With all the major municipal players in pace, the regional coalition that SCRAPS has been looking for will finally be in place. And that means work can begin on relocating into a new, more central shelter.
“I just want to take this opportunity to thank you for your participation,” Spokane County Animal Regional Control Service Director Nancy Hill told the Spokane Valley City Council shortly before it unanimously approved a new 20-year contract for animal control on Tuesday night. “You were very thoughtful and very thorough. We would like to commend you and your staff.”
The council had more or less given its blessing to approving the contract in early December, but there were a few details that still needed to be ironed out, said Morgan Koudelka, senior administrative analyst.

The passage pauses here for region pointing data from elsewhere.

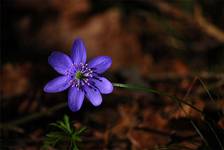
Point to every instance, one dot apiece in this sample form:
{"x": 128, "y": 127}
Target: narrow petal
{"x": 100, "y": 64}
{"x": 57, "y": 85}
{"x": 78, "y": 52}
{"x": 60, "y": 62}
{"x": 93, "y": 95}
{"x": 104, "y": 85}
{"x": 75, "y": 98}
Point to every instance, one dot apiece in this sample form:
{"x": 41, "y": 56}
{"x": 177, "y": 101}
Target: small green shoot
{"x": 63, "y": 133}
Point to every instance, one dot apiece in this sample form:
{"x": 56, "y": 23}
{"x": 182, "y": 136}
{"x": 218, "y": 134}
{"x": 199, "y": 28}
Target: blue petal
{"x": 58, "y": 84}
{"x": 100, "y": 64}
{"x": 78, "y": 52}
{"x": 60, "y": 62}
{"x": 75, "y": 98}
{"x": 93, "y": 95}
{"x": 104, "y": 85}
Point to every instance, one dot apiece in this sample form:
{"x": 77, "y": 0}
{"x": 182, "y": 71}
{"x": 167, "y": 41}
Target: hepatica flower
{"x": 82, "y": 79}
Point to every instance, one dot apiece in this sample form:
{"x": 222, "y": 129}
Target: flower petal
{"x": 104, "y": 85}
{"x": 60, "y": 62}
{"x": 93, "y": 95}
{"x": 75, "y": 98}
{"x": 58, "y": 84}
{"x": 100, "y": 64}
{"x": 78, "y": 52}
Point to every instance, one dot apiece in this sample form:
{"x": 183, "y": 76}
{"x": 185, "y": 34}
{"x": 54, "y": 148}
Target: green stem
{"x": 154, "y": 91}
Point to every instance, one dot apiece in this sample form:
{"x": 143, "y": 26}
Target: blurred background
{"x": 164, "y": 44}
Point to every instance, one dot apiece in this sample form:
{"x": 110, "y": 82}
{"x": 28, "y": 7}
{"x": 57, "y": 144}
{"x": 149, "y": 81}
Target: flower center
{"x": 79, "y": 75}
{"x": 82, "y": 76}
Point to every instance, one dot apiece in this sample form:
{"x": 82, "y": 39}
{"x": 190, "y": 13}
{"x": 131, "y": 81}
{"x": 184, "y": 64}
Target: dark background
{"x": 165, "y": 44}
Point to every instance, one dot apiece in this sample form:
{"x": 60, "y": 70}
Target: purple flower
{"x": 82, "y": 79}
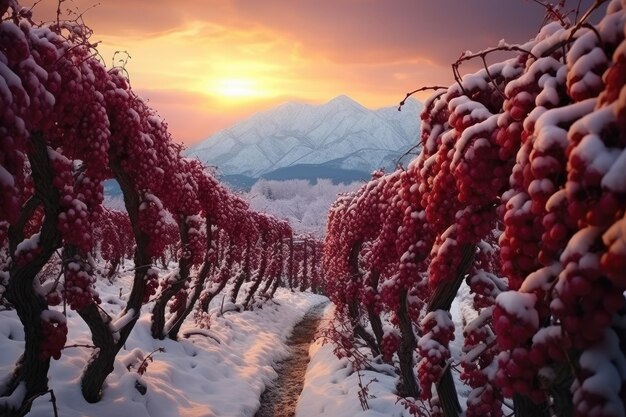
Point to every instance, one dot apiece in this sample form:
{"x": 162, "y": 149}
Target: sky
{"x": 206, "y": 64}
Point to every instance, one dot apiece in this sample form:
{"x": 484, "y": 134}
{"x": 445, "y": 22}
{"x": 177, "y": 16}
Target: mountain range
{"x": 340, "y": 140}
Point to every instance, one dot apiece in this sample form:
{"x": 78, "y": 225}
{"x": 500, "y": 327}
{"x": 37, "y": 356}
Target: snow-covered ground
{"x": 220, "y": 372}
{"x": 331, "y": 386}
{"x": 217, "y": 372}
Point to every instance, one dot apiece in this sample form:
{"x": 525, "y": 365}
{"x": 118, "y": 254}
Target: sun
{"x": 236, "y": 88}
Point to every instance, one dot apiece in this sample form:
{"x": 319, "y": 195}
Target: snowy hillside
{"x": 341, "y": 134}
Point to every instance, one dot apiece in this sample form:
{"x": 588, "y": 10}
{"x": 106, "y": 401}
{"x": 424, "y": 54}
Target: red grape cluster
{"x": 153, "y": 222}
{"x": 515, "y": 318}
{"x": 152, "y": 283}
{"x": 78, "y": 288}
{"x": 390, "y": 343}
{"x": 54, "y": 334}
{"x": 438, "y": 331}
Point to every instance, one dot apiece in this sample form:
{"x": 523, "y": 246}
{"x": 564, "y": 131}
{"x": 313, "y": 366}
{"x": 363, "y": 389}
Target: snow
{"x": 221, "y": 371}
{"x": 520, "y": 305}
{"x": 341, "y": 131}
{"x": 331, "y": 386}
{"x": 28, "y": 244}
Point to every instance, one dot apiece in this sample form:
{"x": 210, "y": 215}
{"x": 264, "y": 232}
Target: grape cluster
{"x": 438, "y": 331}
{"x": 78, "y": 288}
{"x": 54, "y": 335}
{"x": 390, "y": 344}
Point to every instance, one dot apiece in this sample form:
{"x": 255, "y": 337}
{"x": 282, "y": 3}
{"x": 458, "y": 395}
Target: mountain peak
{"x": 344, "y": 100}
{"x": 341, "y": 133}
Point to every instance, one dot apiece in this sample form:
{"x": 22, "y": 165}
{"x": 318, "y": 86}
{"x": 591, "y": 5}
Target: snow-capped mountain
{"x": 338, "y": 135}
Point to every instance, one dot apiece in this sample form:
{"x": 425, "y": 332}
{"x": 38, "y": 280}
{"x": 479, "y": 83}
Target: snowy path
{"x": 280, "y": 398}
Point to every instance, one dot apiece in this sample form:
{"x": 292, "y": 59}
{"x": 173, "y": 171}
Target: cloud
{"x": 197, "y": 60}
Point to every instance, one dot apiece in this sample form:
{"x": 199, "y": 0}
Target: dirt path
{"x": 280, "y": 398}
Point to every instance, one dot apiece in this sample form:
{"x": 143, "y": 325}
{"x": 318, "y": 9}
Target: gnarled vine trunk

City officials wanted to make sure that Spokane Valley would be protected if Spokane County ever decided to sell any future animal shelter and the city would be reimbursed for its share of equity.
Koudelka also said that if any other jurisdiction were to manage to secure more favorable contract terms than Spokane Valley currently has, that deal would be made available to the city also.
County officials are looking at purchasing the former Harley-Davidson dealership on East Trent Avenue with non-ballot-approved bonds and converting the building into a new animal shelter to replace the existing, 40-year-old structure on Flora Road.
The new facility could be ready to use by 2014, Koudelka said.
Annual debt service costs will be $45,000 over the course of the contract. Operating costs in 2014 are set at $287,081 in 2014, and subsequent costs will be determined by county commissioners based on a newly formed, five-member Regional Animal Control Advisory Board.
“This is a good agreement,” said Council Member Chuck Hafner.
“I think it will be good for our citizens, particularly our pet-owning citizens,” agreed Council Member Arne Woodard. “I also like the predictability of where our costs will be.”
Deputy Mayor Gary Schimmels said that the city has had no problems with SCRAPS since incorporation in 2003.
“It’s been nine years of a very smooth operation,” he said.
The city of Liberty Lake recently renewed its animal-control contract with SCRAPS after flirting with the idea of returning to SpokAnimal, the city of Spokane’s current provider.
If Spokane joins, as is expected, its first year under the regional partnership would be in 2014.
In other news, the council finalized its plans to replace former Council Member Brenda Grassel, who resigned at the end of 2012 because she and her husband are moving from the city. Applications are due today (Friday) at 4 p.m., and the paperwork will be reviewed by the council in executive session on Tuesday.
The council will also choose on Tuesday whom to interview on Jan. 29. A final selection is expected to be made on Feb. 5.
Grassel was given a plaque of appreciation from council members at the beginning of the meeting. Mayor Tom Towey thanked Grassel for her three years of service and said he was “really, really, really sorry” to see her leave.
“I believe Brenda Grassel has raised the bar as to what this council should be doing,” he said.